I picked this paper up as I left the opening of Sisterhood and After: The Women’s Liberation Oral History Project, which was held at the British Library. The event celebrated the work of my sisters, friends and colleagues who had been involved in inaugurating the women’s movement in the 1960s. It was wonderful to meet up with some many of them and see how these pioneers had been at the forefront of creating this new archive of material, again for the educational record. Two of these pioneers – the historian Sally Alexander, and the feminist psychoanalyst Susie Orbach – spoke about their involvement in Women’s Liberation and how it became their lives and how therefore this project, jointly with the Women’s Library, the University of Sussex’s Dr Margaret Jolly, and funded by the Leverhume Trust. The material again was now being put in the public domain to keep a collective record and to enable A level and other students to have access to the 60 interviews with these feminist pioneers. These are now available on the Sisterhood and After learning website and also on the Sisterhood and After project page.
Quite a dramatic week for feminists, and one that those of us setting out in the 1960s could not have dreamt of… We have been amazing, despite all the vicissitudes and the violence and girls having to endure shooting is perhaps why this has now reached the top of the agenda, but we are especially now celebrating the power of education…let’s hope it continues to live up to its potential.
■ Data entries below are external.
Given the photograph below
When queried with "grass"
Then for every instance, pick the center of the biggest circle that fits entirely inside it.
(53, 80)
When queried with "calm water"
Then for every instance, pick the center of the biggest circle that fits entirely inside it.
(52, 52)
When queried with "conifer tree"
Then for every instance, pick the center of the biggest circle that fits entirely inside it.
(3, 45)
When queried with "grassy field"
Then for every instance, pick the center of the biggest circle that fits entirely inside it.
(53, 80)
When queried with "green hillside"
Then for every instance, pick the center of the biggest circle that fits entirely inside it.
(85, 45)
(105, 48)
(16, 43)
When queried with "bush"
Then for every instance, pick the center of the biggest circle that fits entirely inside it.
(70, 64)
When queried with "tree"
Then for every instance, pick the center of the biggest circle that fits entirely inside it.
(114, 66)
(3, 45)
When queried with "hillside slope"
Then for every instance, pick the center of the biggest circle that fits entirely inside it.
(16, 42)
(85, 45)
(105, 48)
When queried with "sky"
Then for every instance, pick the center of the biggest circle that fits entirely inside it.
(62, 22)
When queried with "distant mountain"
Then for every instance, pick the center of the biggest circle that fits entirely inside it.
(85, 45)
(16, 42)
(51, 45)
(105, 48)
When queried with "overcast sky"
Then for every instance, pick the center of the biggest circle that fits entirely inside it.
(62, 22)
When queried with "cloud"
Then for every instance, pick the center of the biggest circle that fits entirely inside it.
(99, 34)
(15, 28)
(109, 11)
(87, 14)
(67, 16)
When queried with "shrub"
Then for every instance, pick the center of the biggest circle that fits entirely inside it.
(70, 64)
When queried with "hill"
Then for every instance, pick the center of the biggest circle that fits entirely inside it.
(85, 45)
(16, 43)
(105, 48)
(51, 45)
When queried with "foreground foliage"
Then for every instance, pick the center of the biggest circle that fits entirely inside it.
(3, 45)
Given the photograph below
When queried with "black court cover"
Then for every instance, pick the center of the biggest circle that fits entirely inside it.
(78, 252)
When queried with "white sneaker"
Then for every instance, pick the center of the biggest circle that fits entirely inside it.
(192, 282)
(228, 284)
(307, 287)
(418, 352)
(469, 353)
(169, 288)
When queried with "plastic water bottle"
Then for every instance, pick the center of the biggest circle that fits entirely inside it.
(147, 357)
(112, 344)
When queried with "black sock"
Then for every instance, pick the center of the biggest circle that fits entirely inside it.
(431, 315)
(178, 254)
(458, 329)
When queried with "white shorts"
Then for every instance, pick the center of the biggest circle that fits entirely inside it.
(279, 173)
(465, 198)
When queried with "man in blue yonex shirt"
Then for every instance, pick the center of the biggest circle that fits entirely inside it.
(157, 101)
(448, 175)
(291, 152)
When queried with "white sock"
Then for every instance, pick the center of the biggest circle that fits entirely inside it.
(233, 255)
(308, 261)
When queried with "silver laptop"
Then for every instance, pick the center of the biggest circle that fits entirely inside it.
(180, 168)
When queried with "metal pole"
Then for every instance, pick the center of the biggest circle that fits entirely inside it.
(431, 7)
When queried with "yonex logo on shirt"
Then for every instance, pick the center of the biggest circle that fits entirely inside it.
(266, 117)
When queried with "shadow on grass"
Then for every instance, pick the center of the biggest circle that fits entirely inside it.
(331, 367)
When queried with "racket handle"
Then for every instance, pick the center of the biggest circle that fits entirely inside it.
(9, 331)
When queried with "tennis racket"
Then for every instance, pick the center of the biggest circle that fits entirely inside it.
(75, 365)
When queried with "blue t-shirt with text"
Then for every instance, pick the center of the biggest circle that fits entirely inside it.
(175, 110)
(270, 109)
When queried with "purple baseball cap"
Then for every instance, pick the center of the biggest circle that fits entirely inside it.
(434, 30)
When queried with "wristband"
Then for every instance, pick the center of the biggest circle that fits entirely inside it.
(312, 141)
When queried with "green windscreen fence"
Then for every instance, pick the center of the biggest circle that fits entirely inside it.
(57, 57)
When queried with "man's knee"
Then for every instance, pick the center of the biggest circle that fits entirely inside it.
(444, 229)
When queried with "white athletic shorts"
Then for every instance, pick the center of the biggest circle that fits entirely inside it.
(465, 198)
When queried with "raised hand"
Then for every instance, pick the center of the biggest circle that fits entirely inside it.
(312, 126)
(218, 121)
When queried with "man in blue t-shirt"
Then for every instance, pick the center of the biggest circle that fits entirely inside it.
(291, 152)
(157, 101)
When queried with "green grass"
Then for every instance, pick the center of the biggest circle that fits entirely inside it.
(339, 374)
Sadly, however, despite this fanfare, the UK coalition government does not seem to take these arguments seriously. Michael Gove, the Secretary of State for Education, should be encouraged to take a leaf out of John Kerry’s book, but instead he is fostering ‘free schools’ with the opposite aim…to turn the clock back on women’s and girls’ education by getting rid of safeguards to quality. According to The Observer (10.3.13, p.26) ‘We have given free schools and academies the same freedoms the best independent schools enjoy…so that they can inspire pupils…’ But inspiration for what? Surely what has been the major inspiration over the last 40-50 years has been women’s liberation not freedom to be oppressed by men and elite men through independent schools? This is the feminism that we want and that is why young women and girls still need it.